Highly recommended reading for anyone here interested in the state of AI.

It covers multiple fronts, including research, applications, politics, and safety.

Thank you for sharing this on HN!

  • CaptainOfCoit 2 months ago

    Worth keeping in mind this is made by a "AI investor", so obviously comes with a lot of bias. It's also a relatively tiny survey, seems only 1.2K people answered.

    An example of the bias:

    > shows that 95% of professionals now use AI at work or home

    Obviously 95% of professionals don't use AI at work or home, and these results are heavily skewed.

    • Insanity 2 months ago

      And what does it mean to "use AI at home or work". Firing off the occasional ChatGPT? Using one of the many chatbots that's integrated everywhere?

      There's a big difference between using it like Google and really enhancing your workflow with it by automating parts of your work.

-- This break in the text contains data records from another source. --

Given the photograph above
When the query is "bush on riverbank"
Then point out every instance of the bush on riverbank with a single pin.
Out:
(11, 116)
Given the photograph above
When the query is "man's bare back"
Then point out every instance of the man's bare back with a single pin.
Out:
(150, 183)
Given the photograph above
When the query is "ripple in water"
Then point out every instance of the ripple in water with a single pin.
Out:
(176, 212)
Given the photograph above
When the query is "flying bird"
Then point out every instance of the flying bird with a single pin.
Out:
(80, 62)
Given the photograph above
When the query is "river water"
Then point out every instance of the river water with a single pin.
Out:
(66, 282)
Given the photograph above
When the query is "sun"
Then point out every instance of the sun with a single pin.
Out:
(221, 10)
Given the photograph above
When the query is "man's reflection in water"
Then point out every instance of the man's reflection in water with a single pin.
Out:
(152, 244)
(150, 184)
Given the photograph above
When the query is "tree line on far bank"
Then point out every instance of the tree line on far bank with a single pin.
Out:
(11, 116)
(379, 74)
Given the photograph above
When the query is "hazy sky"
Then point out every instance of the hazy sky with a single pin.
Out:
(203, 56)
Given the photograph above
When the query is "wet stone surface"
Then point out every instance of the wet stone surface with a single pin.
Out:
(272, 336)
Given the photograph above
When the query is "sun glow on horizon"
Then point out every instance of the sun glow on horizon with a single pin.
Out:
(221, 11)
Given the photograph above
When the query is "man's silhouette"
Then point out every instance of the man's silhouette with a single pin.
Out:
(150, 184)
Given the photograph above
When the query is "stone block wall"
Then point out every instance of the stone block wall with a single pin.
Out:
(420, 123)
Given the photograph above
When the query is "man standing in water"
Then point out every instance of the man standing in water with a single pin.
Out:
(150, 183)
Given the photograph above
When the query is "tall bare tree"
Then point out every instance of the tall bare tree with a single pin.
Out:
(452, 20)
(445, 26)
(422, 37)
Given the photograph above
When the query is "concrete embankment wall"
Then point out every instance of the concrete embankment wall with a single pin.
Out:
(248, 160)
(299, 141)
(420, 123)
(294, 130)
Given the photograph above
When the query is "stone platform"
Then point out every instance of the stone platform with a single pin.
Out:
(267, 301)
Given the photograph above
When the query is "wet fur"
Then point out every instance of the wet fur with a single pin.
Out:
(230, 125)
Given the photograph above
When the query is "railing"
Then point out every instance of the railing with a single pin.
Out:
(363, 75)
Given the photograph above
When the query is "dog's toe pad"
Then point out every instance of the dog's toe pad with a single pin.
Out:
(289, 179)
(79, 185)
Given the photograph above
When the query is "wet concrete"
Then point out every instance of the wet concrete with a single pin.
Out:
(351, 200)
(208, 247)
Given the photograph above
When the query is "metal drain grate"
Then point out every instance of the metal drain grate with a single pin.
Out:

      • CaptainOfCoit 2 months ago

        The question just says "Do you use generative AI tools in your work?", which would probably include 100% of office workers today, directly or indirectly.

        Maybe the 33 people who said "No" doesn't know the implementation details so they assume it's not used anywhere in their daily professional life.

      • AznHisoka 2 months ago

        Or googling something that shows an AI overview?

    • ourguile 2 months ago

      I agree there is some implicit bias in this reporting, particularly because Nathan is colleagues (or at the very least previous colleagues) with Ian Hogarth, who is currently the chair of the UK AI Safety Institute, recently renamed to the "AI Security Institute".

      So, I would have to take reporting on safety with a grain of salt. That said, I do think there are a lot of other interesting insights throughout the presentation.

    • maffyoo 2 months ago

      just a quick point here; 1.2K is highly statistically significant, even for a national level poll/survey. The issue here is the potential for selection bias, which seems primarily to be driven by people who want to do the survey not sure how this ultimately skews the results but 1.2K is easily an adequate sample size

    • Ekaros 2 months ago

      Okay I do toy with local image generation when I get extremely bored...

      But other than that only AI use is when google forces it on me. And then gets things wrong... Which is easily found out by comparing it's output and synopsis on the links it give...

    • noosphr 2 months ago

      In my circles it is obviously 100%.

    • trenchpilgrim 2 months ago

      I mean, does a Google search count as "using AI"?